THERE WILL BE BLOOD
Running Time 158 minutes
Written and directed by Paul Thomas Anderson
Starring Daniel Day-Lewis, Paul Dano
Paul Thomas Anderson’s There Will Be Blood, from his own screenplay, is based on the 1927 novel Oil! by Upton Sinclair, the muckraking writer and anti-capitalist activist. The film’s narrative seems very slow getting started as it examines in painstaking detail the primitive and dangerous processes, first of silver mining in Silver City, N.M., and then of oil extraction near the end of the 19th century, in Little Boston, a rural enclave near what is now Los Angeles.

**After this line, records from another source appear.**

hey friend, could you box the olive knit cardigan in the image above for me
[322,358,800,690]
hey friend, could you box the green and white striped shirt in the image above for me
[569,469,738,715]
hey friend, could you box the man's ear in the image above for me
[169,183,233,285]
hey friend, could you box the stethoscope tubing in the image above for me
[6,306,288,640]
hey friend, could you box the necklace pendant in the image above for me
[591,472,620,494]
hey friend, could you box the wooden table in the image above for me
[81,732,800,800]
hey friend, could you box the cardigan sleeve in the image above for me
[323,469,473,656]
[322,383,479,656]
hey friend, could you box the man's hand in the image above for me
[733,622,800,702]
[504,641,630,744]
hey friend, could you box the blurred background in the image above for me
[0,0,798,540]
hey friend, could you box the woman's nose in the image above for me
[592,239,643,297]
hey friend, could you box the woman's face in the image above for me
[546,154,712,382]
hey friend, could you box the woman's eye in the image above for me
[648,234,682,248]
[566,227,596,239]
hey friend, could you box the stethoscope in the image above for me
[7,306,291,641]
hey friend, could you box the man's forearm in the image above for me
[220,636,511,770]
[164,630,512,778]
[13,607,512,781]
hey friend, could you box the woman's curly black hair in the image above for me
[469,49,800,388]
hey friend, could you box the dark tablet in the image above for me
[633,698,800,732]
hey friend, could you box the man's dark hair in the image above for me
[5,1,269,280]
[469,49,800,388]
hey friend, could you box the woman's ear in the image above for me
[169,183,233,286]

The film’s protagonist, Daniel Day-Lewis’s Daniel Plainview, makes a hardscrabble living as a silver miner until a down-at-the-heels young man from California, Paul Dano’s Paul Sunday, makes him an offer. For $500, Sunday will tell Plainview the location of his family’s goat ranch in California, where the oil leaks out of the ground. Plainview demonstrates right from the outset that he is a tough, wily, always suspicious negotiator as he explains to Sunday that there are many places where oil rises to the surface, but very few with much oil underneath. Still, he accepts the deal, and drives off to New Boston in one of the first just-invented automobiles, which are going to revolutionize the oil industry until oil becomes the global monstrosity that plagues our foreign policy to this day.

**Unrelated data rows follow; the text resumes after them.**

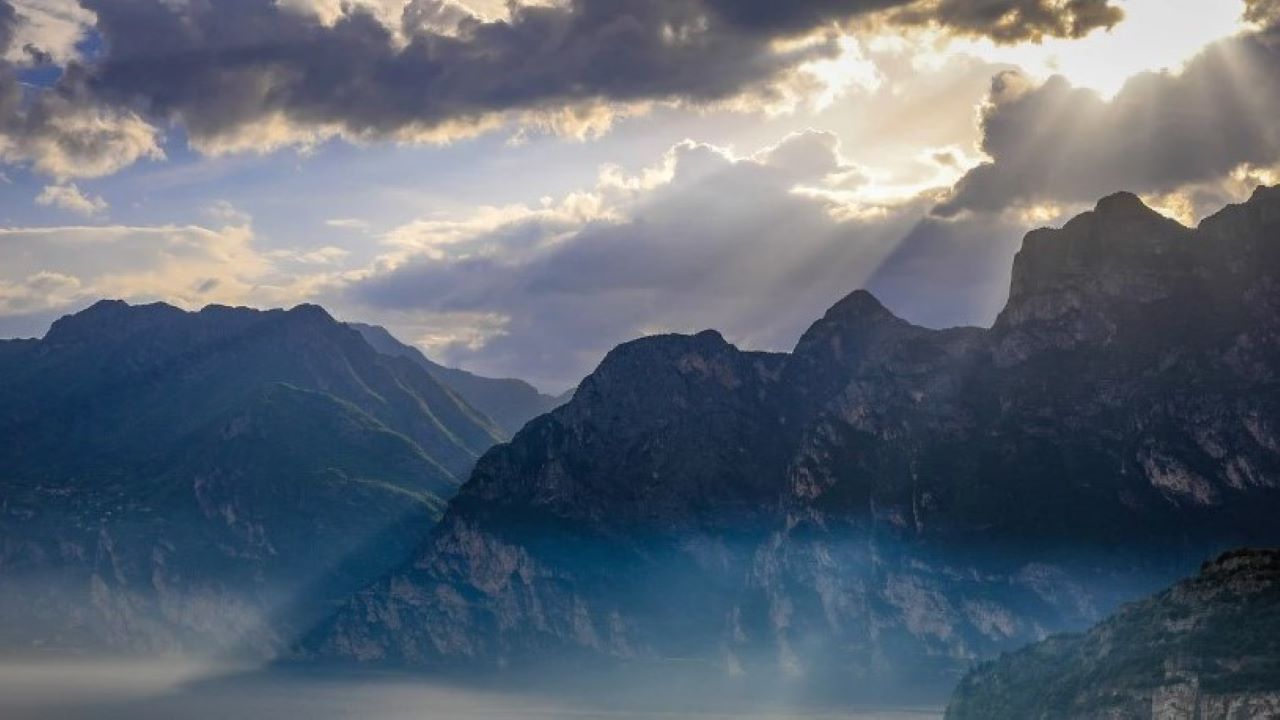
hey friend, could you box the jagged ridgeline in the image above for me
[946,549,1280,720]
[0,302,505,654]
[304,189,1280,698]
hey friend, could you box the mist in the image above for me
[0,659,942,720]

After all, why else would two-time Oscar-nominee Mr. Anderson undertake to adapt an 80-year-old little-known Sinclair novel for a high-budget production starring Oscar winner Mr. Day-Lewis? His character is said to be based on the real-life Edward Doheny, an oil tycoon of the period. Yet very little in the movie is revealed about Plainview’s earlier life, which has left him with a little son, H.W. (Dillon Freasier). His past life is something Plainview refuses to talk about, and no one in the film, least of all the women, ever gets close enough to him to break his vow of secrecy. Indeed, throughout, Plainview remains a fascinating, often inscrutable presence, but ultimately a morally repulsive figure. Is it capitalism or oil or the American Way of Life that makes him so reprehensible? Again, Mr. Anderson gives us few clues about the inner man, and only Mr. Day-Lewis’ resourcefulness as an actor keeps us intrigued about his possible motives, or is “motive” too old-fashioned a word for this brave new world?

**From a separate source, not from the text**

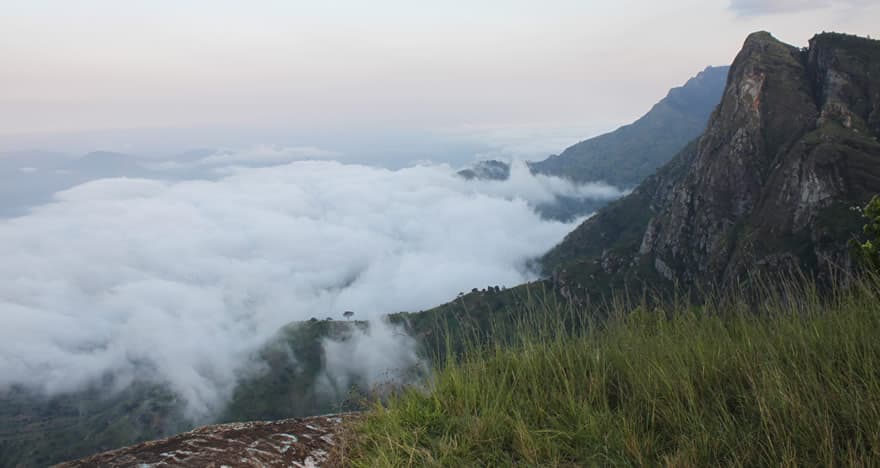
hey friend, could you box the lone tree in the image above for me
[343,310,355,320]
[853,195,880,272]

Oil, with the environmental havoc it wreaks on the soil and on communities, is not the only villain of the piece. Revivalist religion takes a few whacks as well, as by the end the antics of Paul Sunday’s twin brother, Eli (also played by Paul Dano), gets more than a few laughs. Eli makes it a condition of Plainview’s purchase of his father’s ranch that a Baptist church be built on the property with some of the oil profits. Plainview cynically agrees to Eli’s overbearing importuning, but one senses from the beginning a final settling of accounts between these two supreme egotists.
Oh, yes, along the way, Plainview’s son is rendered deaf by an accident near the oil derrick, and Plainview blithely abandons the now handicapped child on a departing train. They are eventually but bitterly reunited, and the emotional scars linger through both their lives.
There are a few seemingly decent people Plainview encounters along his rugged path of ruthless self-enhancement, but they serve only to illuminate his capacity for a mysterious malignancy. Not exactly mysterious, for at one point he comes right out and says that he has never liked people.
As it happens, I have enjoyed all of Mr. Anderson’s previous four films—Hard Eight (1996), Boogie Nights (1997), Magnolia (1999) and Punch-Drunk Love (2002). I have always appreciated, particularly, the flair he showed in his casting, and in his ability to extract all the eccentricities of his characters from the performers playing them. But I have never before seen an Anderson film with a lead character exuding so few sympathetic vibes to the audience, even when the atmosphere was unpleasant and even unsavory.
Nonetheless, There Will Be Blood remains an impressive achievement in its confident expertness in rendering the simulated realities of a bygone time and place, largely with an inspired use of regional amateur actors and extras with all the right moves and sounds. In this moviegoing year of unrestrained morbidity and malfeasance, There Will Be Blood fits in very nicely with all the prevailing paranoia on and off the screen.